World Models: Learning to Dream, Then Act

A world model is a learned, compressed simulator of an environment that an agent carries in its head: feed it the current situation and an action, and it predicts what comes next. The 2018 paper World Models (David Ha & Jürgen Schmidhuber) asks what happens if you build an agent almost entirely out of such a model. Its answer splits the agent into two very unequal halves — a large world model that learns, without rewards, to see and to predict, and a tiny controller that learns, by trial and error, to act on the model's compressed view. The controller is so small you can train it inside the world model's own hallucinations and still have it work in the real environment.

One sentence. Compress each frame to a short latent vector (V), learn to predict the next latent given the action (M), and let a minuscule controller (C) act on that compressed state — then train C inside the model's dreamed rollouts, where a single temperature knob decides whether the dream is a faithful teacher or an exploitable fake.

🧩 A big world model and a tiny controller

The architecture has three parts, and almost all of the weights live in the first two. V (Vision) is a variational autoencoder: it squeezes each raw 64×64×3 frame down to a small latent vector z — 32 numbers for the CarRacing experiment — keeping the gist and discarding the pixels.

z = V(o) with o ∈ ℝ^64×64×3 → z ∈ ℝ³²

M (Memory) is a recurrent network that predicts the next latent from the current latent, the action, and its own hidden state h — the running memory of everything seen so far. C (Controller) is then almost nothing: a single linear map from the compressed state [z, h] to an action. It is exactly the policy of a reinforcement-learning agent, but reading a learned 288-number summary of the world instead of raw pixels.

a_t = W_c [ z_t ; h_t ] + b_c

Why the controller is kept tiny.
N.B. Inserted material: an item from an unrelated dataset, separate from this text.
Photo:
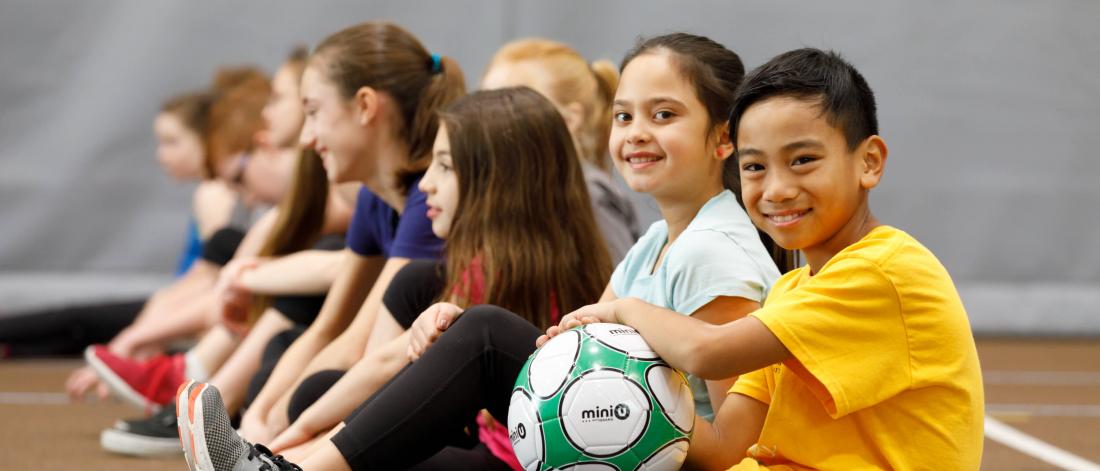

For CarRacing the parameter counts are lopsided: V has ~4.3M, M has ~422K, and C has just 867 (288 inputs × 3 actions + 3 biases). That smallness is the point: C is trained with CMA-ES, an evolution strategy that perturbs whole parameter vectors and keeps what scores well. Evolution shrugs off sparse, long-horizon rewards but does not scale to millions of weights — so the heavy lifting is pushed into V and M, which learn without any reward at all.

V learns to compress. Drag the dial to see what a bottleneck does: shrink the latent budget and the reconstruction turns blocky; widen it and detail returns. A real VAE chooses which structure to keep far more cleverly than a uniform grid — this is just a stand-in for the trade-off.

latent budget z dims = 6

observation o

reconstruction D(z)

— compression ≈ —× fewer numbers

💭 M is generative: rolling it forward is dreaming

M does not predict a single next latent — the future is uncertain, so it predicts a whole distribution over the next latent. It is a Mixture Density Network on top of the recurrent net (an "MDN-RNN"): its output is a mixture of K Gaussians (the paper uses K = 5), each with its own weight, mean, and spread.

p(z_t+1 | a_t, z_t, h_t) = Σ_k π_k N(z_t+1; μ_k, σ_k²)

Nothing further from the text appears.